Continuous advancements in mesoscale in vivo microscopy and related imaging technologies have enabled large-field, high-resolution 3D imaging within living tissues, capturing long-term dynamics across entire organs. These datasets, often spanning from hundreds of micrometers to centimeter scales and involving thousands or even tens of thousands of cells over several hours or longer, can reach terabyte or even petabyte levels. They provide unprecedented opportunities to investigate complex biological processes such as immune responses, tissue repair, and neural activity. However, they also present substantial challenges. Efficiently extracting biologically meaningful information from such massive 3D spatiotemporal datasets and achieving rapid, accurate, and stable tracking of large-scale cell morphologies and trajectories remain key bottlenecks limiting the application of high-throughput mesoscale in vivo imaging.

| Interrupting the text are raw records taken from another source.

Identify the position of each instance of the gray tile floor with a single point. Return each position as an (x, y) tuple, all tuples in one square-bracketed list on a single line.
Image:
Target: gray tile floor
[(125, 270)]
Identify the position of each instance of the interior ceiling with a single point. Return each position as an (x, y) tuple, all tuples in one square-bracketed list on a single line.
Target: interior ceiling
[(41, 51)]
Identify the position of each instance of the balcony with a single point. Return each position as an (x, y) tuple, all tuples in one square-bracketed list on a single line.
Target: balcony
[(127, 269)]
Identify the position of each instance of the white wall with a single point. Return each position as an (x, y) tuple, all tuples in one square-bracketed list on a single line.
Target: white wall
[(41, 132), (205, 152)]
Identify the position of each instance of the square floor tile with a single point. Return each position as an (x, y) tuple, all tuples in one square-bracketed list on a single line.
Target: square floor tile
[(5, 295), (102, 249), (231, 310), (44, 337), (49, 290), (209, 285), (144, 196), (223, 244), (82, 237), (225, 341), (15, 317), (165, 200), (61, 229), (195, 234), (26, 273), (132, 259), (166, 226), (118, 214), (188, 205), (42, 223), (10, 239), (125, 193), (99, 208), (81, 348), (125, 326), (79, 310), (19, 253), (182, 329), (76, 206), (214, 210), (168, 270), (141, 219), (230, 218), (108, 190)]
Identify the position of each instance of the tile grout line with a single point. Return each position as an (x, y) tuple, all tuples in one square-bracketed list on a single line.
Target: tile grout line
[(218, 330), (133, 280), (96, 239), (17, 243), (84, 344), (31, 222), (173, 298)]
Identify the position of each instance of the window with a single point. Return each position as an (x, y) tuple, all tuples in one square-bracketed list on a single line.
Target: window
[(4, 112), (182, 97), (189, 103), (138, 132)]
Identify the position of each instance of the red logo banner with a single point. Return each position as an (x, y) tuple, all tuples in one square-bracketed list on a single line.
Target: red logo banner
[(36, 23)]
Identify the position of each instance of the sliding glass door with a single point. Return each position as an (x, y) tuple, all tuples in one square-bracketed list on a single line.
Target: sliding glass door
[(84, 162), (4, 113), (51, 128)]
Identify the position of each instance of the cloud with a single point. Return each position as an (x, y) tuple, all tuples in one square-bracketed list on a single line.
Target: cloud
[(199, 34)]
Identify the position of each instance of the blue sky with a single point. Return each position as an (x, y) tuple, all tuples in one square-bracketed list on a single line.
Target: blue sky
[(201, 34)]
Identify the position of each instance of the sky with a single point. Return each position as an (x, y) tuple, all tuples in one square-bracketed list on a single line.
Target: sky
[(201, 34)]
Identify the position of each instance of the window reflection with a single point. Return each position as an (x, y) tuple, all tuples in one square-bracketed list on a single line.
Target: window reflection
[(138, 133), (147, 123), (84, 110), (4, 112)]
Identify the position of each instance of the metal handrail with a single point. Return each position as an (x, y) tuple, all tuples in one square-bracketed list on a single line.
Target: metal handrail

Three-dimensional cell tracking faces three major challenges: stable cell detection, reliable inter-frame linking, and computational efficiency. In conventional detect-and-track approaches, the model must first localize each cell in every frame and then establish links between frames. To achieve long-term continuous tracking, both detection and linking must maintain high accuracy across tens of thousands of frames. However, producing high-quality 3D annotations is difficult due to spatial non-uniformity, low axial resolution, and variability in imaging parameters, which together constrain model generalization. Moreover, cells in 3D imaging often undergo division, collision, and non-rigid deformation between adjacent frames, making consistent feature correspondence difficult. Relying solely on fixed-size windows or single descriptors cannot ensure stability. Although global optimization strategies can alleviate dependence on local annotations, they require processing entire sequences, leading to heavy computational costs and long latency that may take days or even weeks for a single dataset. Therefore, within the context of large-scale 3D imaging, developing a general method that minimizes annotation requirements while maintaining high linking accuracy has become a central challenge.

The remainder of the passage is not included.